Our specialist Private Client team at Mayo Wynne Baxter meets many clients who have sought advice in the past, and prepared trusts, referred to as asset protection trusts, or similar. Clients have often been charged thousands of pounds to set them up as well as transferring their property, savings, and investments into the trust itself. In these circumstances, the clients are referred to as the settlors of the trust.

Many clients do not appreciate they no longer legally own those assets – they have given them to the trustees. Even if the settlors are also the trustees, they do not own the assets personally and they have lost the ability to use the assets in any way they wish to.

Trusts come in various forms but the type we see most in this scenario is a discretionary trust whereby the trustees have absolute discretion to determine how the trust assets are used or distributed amongst the beneficiaries, including when and how much, if any.


Are there Inheritance Tax benefits?

Substantial changes to trust law and the introduction of the “relevant property regime” mean using trusts of this nature for the potential tax benefits has been severely restricted.

Subject to some provisos, if the value of the assets transferred into the trust by any one settlor is less than the current Nil Rate Band of £325,000, there would be no immediate charge to Inheritance Tax. However, settlors should keep accurate records as their executors might need to be concerned how having settled the trust will impact the settlor’s estate for Inheritance Tax purposes in years to come. There could be immediate Capital Gains Tax implications if advice isn’t sought beforehand.

It is quite common for the settlors to continue living in their property without paying rent to the trustees or to receive dividends paid on the investments which are now owned by the trustees. By doing so, they have retained a benefit in the asset. A gift whereby a benefit is retained is called a Gift with Reservation of Benefit (GROB) – for Inheritance Tax purposes. The value of the property will still be treated as part of the settlor’s estate on their death regardless of how long ago the gift was made.

Despite it often being the case that the settlors’ adult children are the only beneficiaries of the trust, the settlors’ executors will have lost the ability to claim the Residence Nil Rate Band on the settlor’s death despite the value of the property being aggregated with their estate for Inheritance Tax purposes because of the GROB rules.

Overall, therefore, creating trusts of this nature can often have no benefits for Inheritance Tax purposes unless stringent conditions are met, and instead can be quite detrimental so caution must be taken.


Are trusts effective at protecting assets from being used to pay care fees?

If an asset has been given away in order to deprive oneself of that asset to avoid it being financially assessed for care fees then this is considered a deliberate deprivation of assets. In this case, the Local Authority can assess the settlor as if they still own the asset in question regardless of how long ago the gift was made, and the gift won’t be effective.

One could argue that, unless there are legitimate tax savings or other overwhelming reasons to give assets away, such as the need to assist a vulnerable child to live securely, then why else would one give away assets other than to avoid them being assessed for care fees? This is the case particularly as clients get older and the possibility of them requiring care becomes a more realistic prospect.
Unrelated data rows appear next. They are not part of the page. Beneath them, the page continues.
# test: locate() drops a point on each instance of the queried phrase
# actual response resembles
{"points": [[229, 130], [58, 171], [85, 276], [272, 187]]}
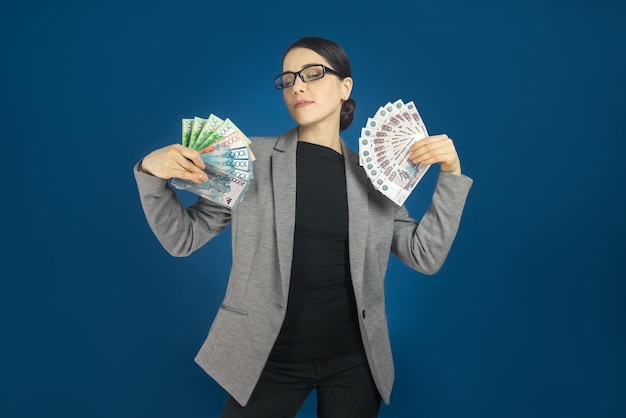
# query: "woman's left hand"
{"points": [[436, 149]]}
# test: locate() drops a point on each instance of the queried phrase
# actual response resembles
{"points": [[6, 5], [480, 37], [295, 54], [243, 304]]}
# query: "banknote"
{"points": [[384, 149], [227, 156], [222, 188]]}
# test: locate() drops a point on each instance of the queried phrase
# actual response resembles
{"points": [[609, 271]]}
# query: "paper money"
{"points": [[384, 149], [222, 188], [228, 159]]}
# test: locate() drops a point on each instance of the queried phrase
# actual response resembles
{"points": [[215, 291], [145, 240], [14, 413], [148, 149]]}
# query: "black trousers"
{"points": [[344, 384]]}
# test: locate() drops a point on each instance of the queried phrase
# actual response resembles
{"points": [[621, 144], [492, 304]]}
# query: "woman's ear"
{"points": [[346, 88]]}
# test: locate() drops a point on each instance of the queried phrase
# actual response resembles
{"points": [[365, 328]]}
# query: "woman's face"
{"points": [[316, 102]]}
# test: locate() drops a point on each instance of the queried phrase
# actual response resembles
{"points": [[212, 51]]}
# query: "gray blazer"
{"points": [[250, 317]]}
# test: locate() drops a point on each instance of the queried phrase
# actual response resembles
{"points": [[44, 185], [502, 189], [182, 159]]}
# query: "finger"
{"points": [[187, 169], [429, 141], [431, 147], [193, 156]]}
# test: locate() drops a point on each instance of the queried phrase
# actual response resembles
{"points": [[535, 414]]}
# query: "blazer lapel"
{"points": [[356, 185], [284, 189]]}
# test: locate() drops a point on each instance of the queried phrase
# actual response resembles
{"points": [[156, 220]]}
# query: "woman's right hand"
{"points": [[175, 161]]}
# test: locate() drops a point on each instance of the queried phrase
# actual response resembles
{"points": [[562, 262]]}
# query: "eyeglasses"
{"points": [[309, 73]]}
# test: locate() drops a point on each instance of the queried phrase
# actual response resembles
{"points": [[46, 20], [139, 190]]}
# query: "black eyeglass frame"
{"points": [[325, 70]]}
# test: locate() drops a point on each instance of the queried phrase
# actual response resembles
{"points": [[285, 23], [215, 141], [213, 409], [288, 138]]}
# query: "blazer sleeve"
{"points": [[180, 230], [424, 246]]}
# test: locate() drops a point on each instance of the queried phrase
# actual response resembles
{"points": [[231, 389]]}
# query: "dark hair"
{"points": [[338, 60]]}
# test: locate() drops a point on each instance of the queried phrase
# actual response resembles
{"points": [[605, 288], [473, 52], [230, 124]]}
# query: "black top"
{"points": [[321, 319]]}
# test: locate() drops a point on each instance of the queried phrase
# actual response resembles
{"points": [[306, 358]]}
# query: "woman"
{"points": [[304, 308]]}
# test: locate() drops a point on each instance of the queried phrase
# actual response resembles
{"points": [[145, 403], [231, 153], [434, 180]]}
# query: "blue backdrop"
{"points": [[526, 318]]}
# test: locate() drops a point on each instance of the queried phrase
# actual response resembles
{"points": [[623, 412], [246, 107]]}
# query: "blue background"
{"points": [[526, 318]]}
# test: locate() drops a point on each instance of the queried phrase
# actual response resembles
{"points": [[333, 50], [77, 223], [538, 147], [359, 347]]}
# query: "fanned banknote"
{"points": [[384, 149], [228, 159]]}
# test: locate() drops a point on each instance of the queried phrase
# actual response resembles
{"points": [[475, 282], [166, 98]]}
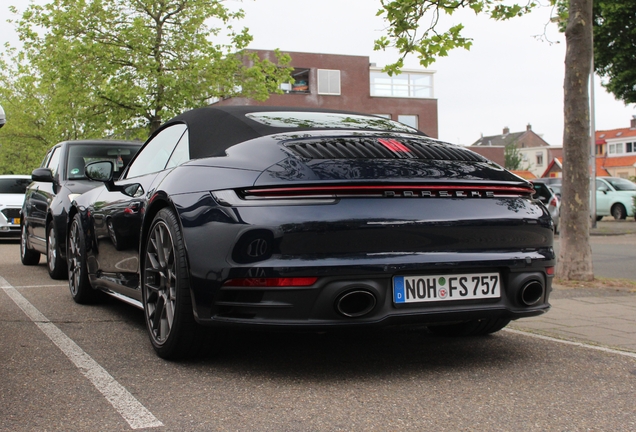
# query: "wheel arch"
{"points": [[160, 200]]}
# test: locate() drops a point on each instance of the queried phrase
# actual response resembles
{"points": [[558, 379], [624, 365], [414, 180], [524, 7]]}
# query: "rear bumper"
{"points": [[318, 307]]}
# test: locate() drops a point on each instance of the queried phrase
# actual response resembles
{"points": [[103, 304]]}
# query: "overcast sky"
{"points": [[507, 79]]}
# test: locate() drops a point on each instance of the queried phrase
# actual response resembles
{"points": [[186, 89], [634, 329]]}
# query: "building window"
{"points": [[417, 85], [615, 148], [328, 82], [409, 120], [300, 83]]}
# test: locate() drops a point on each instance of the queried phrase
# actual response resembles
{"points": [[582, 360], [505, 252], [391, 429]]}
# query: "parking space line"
{"points": [[137, 416], [569, 342]]}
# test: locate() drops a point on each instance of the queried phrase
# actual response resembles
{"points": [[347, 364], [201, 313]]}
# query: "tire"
{"points": [[619, 212], [470, 328], [78, 281], [27, 256], [55, 264], [170, 322]]}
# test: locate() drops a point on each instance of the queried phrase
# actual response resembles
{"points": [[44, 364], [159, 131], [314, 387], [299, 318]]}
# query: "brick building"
{"points": [[351, 83], [616, 151], [535, 152]]}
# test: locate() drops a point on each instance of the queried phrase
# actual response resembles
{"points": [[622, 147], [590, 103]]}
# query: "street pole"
{"points": [[3, 118], [592, 144]]}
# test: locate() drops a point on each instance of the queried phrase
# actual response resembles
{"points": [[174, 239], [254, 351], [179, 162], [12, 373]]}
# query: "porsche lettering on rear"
{"points": [[440, 194]]}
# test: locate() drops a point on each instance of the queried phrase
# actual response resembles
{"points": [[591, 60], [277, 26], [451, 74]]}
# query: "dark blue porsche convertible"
{"points": [[308, 219]]}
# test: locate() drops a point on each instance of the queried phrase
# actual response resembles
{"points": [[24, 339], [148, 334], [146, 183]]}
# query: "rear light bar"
{"points": [[313, 195], [441, 191], [272, 282]]}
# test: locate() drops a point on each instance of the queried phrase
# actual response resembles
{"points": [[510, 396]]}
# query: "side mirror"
{"points": [[44, 175], [100, 171]]}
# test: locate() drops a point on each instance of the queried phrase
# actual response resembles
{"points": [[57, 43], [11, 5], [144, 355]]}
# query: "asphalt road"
{"points": [[613, 256], [66, 367]]}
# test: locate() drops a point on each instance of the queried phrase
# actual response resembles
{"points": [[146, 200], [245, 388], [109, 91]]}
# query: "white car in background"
{"points": [[12, 188]]}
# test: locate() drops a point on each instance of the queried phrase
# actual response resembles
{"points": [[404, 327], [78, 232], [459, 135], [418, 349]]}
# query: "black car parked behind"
{"points": [[56, 183]]}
Consequently, these types of gifts do not work for the purpose of protecting the assets from care fees most of the time.

“At least my executors won’t need to obtain a Grant of Probate on my death”

Sometimes, executors need to obtain a Grant of Probate to deal with the sale or transfer of assets that once belonged to the deceased – such as selling their property or shares.

If the deceased no longer owned these types of assets at the time of their death because they had given them away in their lifetime, it stands to reason that the executors won’t need to obtain a Grant of Probate to deal with them.

Obtaining a Grant of Probate can be a relatively straightforward process and advice can be sought at the time which can make this even easier. On the face of it, obtaining a Grant of Probate can cost as little as the Probate Registry fee itself which is currently £273. Avoiding the need for executors to obtain a Grant of Probate is very rarely a good enough reason in itself to create one of these trusts.

In conclusion, there are still scenarios in which gifting assets to a trust during your lifetime can be effective at reducing tax burdens and as a way of filtering assets down to the future generations. However, advice should still be sought before anything is agreed and put in writing as it is often very difficult to undo what has already been done.